Cette poétique de l’artificiel explique les curiosités du rythme baudelairien. La musique est de tous les arts celui qui reproduit le mieux la sensation. Baudelaire introduit dans sa métrique des procédés musicaux. Il use de la ritournelle, c’est-à-dire qu’il aime dans le morceau poétique le retour d’un vers mélodieux ; il use de l’allitération, c’est-à-dire qu’il aime dans le vers le retour de certaines consonnes harmonieuses. Il dédaigne la rime plaie et lui préfère la rime entrecroisée, trouvant un charme pervers à briser momentanément l’accord de la note donnée pour la parfaire un peu plus tard.
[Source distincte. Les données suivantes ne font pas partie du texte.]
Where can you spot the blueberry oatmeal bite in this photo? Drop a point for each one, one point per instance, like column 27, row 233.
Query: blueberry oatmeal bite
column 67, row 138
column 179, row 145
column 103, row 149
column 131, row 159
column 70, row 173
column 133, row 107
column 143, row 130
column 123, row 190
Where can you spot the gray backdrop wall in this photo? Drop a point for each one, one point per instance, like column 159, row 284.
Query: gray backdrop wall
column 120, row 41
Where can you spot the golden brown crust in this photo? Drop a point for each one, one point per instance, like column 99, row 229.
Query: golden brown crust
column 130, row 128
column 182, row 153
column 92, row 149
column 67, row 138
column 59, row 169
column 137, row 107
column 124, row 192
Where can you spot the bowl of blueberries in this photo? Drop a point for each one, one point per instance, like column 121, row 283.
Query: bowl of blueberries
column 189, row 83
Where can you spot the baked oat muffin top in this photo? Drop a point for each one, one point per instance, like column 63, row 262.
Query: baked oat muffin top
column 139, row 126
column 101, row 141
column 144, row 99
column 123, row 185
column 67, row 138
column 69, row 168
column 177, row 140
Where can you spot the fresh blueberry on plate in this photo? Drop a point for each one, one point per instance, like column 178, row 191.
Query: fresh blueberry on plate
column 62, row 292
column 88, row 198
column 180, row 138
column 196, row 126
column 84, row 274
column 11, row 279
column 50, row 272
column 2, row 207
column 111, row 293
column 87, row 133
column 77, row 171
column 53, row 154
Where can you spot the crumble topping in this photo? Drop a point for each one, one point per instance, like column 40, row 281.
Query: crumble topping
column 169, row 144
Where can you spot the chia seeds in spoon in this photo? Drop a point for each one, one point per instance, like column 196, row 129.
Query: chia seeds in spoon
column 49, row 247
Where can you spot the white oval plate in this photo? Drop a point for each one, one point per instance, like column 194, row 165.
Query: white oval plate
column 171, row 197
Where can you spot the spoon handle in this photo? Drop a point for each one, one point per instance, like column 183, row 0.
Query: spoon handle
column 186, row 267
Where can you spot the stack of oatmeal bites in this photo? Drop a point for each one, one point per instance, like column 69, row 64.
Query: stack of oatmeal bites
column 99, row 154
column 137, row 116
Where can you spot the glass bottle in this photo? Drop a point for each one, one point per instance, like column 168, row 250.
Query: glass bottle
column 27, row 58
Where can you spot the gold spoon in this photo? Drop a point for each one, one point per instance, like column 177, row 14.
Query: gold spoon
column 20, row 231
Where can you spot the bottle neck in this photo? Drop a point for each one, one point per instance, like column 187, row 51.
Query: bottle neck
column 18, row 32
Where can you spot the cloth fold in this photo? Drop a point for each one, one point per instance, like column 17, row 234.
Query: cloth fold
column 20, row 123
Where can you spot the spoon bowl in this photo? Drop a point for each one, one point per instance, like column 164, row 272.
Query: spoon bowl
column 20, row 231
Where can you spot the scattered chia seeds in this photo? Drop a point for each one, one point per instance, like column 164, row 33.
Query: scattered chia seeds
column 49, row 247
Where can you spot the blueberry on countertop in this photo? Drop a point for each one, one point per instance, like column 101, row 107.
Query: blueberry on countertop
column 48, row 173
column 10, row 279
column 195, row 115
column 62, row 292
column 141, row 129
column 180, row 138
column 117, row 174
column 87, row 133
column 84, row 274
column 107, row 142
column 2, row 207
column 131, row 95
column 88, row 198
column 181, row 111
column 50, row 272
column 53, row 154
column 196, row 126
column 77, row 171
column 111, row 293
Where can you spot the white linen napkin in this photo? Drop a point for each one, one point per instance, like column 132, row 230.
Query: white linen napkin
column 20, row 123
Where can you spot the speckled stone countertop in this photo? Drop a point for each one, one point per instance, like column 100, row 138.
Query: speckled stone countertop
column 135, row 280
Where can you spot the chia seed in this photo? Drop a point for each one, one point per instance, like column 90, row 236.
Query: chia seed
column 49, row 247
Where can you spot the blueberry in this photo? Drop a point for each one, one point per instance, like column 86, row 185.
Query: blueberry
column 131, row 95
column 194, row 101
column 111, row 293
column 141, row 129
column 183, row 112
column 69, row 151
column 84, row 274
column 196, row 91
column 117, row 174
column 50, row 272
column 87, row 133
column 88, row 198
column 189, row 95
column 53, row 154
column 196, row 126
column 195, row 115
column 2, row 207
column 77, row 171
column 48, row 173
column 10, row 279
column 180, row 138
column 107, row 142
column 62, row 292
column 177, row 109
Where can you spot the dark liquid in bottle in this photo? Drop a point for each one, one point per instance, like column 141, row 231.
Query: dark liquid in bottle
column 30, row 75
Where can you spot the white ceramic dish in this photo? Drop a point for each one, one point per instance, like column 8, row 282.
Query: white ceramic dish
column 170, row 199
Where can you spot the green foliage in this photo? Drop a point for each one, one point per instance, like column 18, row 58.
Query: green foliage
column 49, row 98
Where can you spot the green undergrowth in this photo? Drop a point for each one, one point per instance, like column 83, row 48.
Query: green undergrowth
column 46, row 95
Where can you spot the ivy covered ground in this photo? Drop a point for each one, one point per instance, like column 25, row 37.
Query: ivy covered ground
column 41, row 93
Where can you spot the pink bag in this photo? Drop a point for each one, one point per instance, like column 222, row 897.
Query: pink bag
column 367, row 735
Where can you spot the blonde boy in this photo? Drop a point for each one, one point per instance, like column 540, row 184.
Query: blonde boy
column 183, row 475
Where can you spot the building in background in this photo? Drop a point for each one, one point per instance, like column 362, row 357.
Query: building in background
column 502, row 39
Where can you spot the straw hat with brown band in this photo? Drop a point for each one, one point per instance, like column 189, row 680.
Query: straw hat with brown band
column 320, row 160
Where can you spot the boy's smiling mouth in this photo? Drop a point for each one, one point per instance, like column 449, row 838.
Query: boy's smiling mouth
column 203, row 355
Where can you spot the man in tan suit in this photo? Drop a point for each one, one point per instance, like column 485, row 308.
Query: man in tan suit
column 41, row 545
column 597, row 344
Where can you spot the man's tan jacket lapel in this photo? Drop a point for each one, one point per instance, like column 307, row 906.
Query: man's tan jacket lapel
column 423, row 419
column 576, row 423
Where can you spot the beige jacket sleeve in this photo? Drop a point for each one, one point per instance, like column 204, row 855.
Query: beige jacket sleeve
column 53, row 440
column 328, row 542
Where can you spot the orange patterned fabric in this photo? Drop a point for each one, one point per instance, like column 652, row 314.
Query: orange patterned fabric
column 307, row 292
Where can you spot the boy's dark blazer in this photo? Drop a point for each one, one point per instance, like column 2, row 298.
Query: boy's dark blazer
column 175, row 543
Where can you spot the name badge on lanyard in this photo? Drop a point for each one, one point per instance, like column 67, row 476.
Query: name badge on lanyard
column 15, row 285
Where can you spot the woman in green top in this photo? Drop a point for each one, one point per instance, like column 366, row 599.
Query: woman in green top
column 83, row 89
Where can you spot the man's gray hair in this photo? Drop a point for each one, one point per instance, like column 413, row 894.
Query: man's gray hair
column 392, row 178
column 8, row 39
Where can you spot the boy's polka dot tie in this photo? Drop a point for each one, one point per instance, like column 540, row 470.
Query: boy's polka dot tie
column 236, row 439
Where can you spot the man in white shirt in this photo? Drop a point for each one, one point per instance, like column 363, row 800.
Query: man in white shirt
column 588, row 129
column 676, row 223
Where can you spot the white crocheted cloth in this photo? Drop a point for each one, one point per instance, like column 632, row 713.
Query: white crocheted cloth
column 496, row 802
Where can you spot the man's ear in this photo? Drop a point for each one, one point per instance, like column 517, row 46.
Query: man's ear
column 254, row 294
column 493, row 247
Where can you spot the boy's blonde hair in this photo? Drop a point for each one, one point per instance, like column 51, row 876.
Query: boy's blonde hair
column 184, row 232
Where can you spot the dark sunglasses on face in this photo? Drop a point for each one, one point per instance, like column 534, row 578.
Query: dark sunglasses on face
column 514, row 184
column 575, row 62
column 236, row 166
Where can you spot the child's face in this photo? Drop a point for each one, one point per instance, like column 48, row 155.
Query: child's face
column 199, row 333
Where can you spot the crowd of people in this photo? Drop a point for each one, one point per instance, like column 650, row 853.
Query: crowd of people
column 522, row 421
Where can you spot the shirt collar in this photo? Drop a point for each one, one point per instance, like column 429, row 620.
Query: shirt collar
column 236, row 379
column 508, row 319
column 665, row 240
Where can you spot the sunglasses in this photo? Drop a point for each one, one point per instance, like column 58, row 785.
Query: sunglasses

Dans le même dessein, il compose des vers immenses avec trois ou quatre mots polysyllabiques, dont la sonorité musicale prolonge indéfiniment la vibration de la rime [1]. Malgré ces efforts pour assouplir le rythme, il estime que la forme versifiée est encore trop rébarbative en comparaison des mélodies que le poète entend chanter dans son âme ; il conçoit que la prose est seule assez libre, assez fluide pour devenir entre les mains d’un artiste le meilleur vêtement plastique et harmonique de la sensation. « En feuilletant le fameux Gaspard de la Nuit, d’Aloysius

  1. Cf. au surplus la thèse de A. Cassagne, Versification et métrique de Charles Baudelaire. Paris, 1906, in-8o.